According to the 2019-2020 Rwanda Demographic and Health Survey, adolescents in rural areas have limited knowledge about HIV prevention. WFP plans to expand this activity to other schools to increase awareness and knowledge about HIV prevention among this group.

Smallholder Agricultural Market Support:

• WFP through the Farm to Market Alliance (FtMA) facilitated smallholder farmers cooperatives to sign contracts with formal buyers for the supply of more than 13,000 mt of maize, with an estimated value of USD 3 million. Maize is directly purchased from smallholder farmers contributing to the local economy.

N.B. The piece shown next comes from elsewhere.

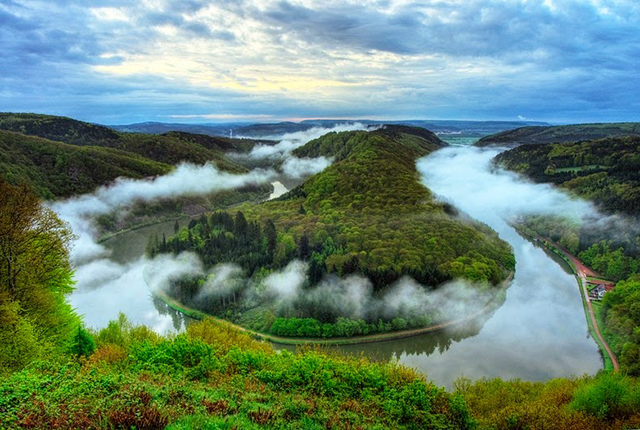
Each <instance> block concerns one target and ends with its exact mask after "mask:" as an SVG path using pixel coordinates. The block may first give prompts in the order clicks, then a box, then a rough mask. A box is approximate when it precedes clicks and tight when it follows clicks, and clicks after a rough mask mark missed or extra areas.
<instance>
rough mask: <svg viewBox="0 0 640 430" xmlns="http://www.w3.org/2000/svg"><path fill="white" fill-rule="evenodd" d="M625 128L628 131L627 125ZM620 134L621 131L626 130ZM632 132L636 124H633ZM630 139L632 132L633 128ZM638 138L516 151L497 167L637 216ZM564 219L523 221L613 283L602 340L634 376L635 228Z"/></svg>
mask: <svg viewBox="0 0 640 430" xmlns="http://www.w3.org/2000/svg"><path fill="white" fill-rule="evenodd" d="M629 126H631V125H629ZM625 127H626V126H625ZM633 127H637V124H635V125H633ZM633 130H636V131H635V133H637V129H636V128H633ZM638 154H640V137H637V136H629V137H617V138H608V139H601V140H592V141H583V142H575V143H562V144H560V143H554V144H545V145H531V146H526V145H523V146H520V147H518V148H515V149H513V150H510V151H506V152H504V153H502V154H500V155H499V156H497V157H496V160H495V161H496V163H498V164H500V165H502V166H504V167H506V168H508V169H511V170H515V171H518V172H520V173H523V174H525V175H527V176H528V177H530V178H531V179H533V180H535V181H537V182H550V183H554V184H557V185H559V186H561V187H563V188H565V189H567V190H569V191H570V192H572V193H575V194H576V195H578V196H581V197H583V198H586V199H590V200H592V201H594V202H595V203H596V205H597V206H599V207H600V208H601V209H602V210H603V211H604V212H606V213H614V214H627V215H632V216H637V215H638V214H640V155H638ZM594 224H595V223H588V224H585V225H581V224H580V222H578V221H574V220H567V219H564V218H562V217H551V216H537V217H535V216H534V217H527V219H526V220H525V223H524V226H525V228H526V229H528V232H530V233H533V234H540V235H542V236H547V237H549V238H551V239H552V240H554V241H556V242H558V243H559V244H560V245H561V246H564V247H565V248H566V249H568V250H569V251H570V252H571V253H573V254H574V255H577V256H578V258H580V260H581V261H582V262H583V263H584V264H586V265H587V266H589V267H590V268H592V269H593V270H595V271H596V272H598V273H599V274H600V275H602V276H604V277H605V278H607V279H610V280H613V281H621V280H624V279H627V278H629V279H628V280H627V281H625V282H619V283H618V285H617V286H616V288H615V289H614V290H613V291H612V292H610V293H607V294H606V295H605V299H604V301H603V308H602V310H603V314H604V321H605V327H604V330H603V331H604V335H605V337H606V338H607V341H608V343H609V344H610V345H611V347H612V348H613V350H614V352H615V353H616V355H618V357H619V361H620V365H621V367H622V369H623V370H625V371H627V372H629V373H631V374H635V375H638V374H640V317H638V316H637V315H635V313H634V310H633V309H634V306H636V305H635V304H634V303H637V301H638V300H640V295H639V294H638V293H637V289H638V281H637V278H636V277H635V275H636V274H638V273H639V272H640V236H638V235H637V229H636V228H635V227H634V221H630V222H629V224H628V225H627V226H625V225H624V224H616V223H613V226H608V224H607V223H602V224H603V225H602V226H599V225H594Z"/></svg>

• WFP in collaboration with Impact Hub Kigali and the IGNITE regional innovation hub launched the IGNITE food systems challenge. This initiative seeks to fund innovative ideas from businesses and cooperatives to support sustainable food systems in Rwanda. Selected innovators will pitch their ideas in March 2022 to compete for additional investments and seed-funding.
The IGNITE funding will support them to further scale-up as well as enrol them into an entrepreneurship support programme.

Monitoring

• WFP’s monthly food price monitoring in and around refugee camps indicated that the average price of the food basket in February 2022 was 11 percent lower than in January 2022 (7,966 RWF/USD7.80) and 1 percent higher than in February 2021.
Maize prices decreased by 32 percent on average due the ongoing harvest for season 2022A while beans prices increased by 5 percent, owing to reduced beans stocks from last harvest (December 2021-Januray 2022). Prices for cooking oil, salt and rice increased by 5 percent compared to the same time last year (2021), likely due to the current general high prices for imported commodities.

Challenges

• WFP requires USD 8.9 million for the next six months (March - August 2022) representing 37 percent of the total funding requirement for planned activities. Of this, USD 7.5 million is required to restore full general food assistance to refugees, in line with the new targeting mechanism based on their vulnerability status.

• WFP needs USD 1.4 million in complementary funding for the Home-Grown School Feeding programme to procure locally produced fresh foods sourced from markets nearby schools in 2022, as a part of the Government’s national school feeding model. WFP also requires USD 400,000 to continue providing technical assistance to the Government to support shockresponsive social protection in 2022.

• In addition, WFP needs USD 424,500 to continue nutrition capacity strengthening activities and support the Government’s stunting prevention efforts.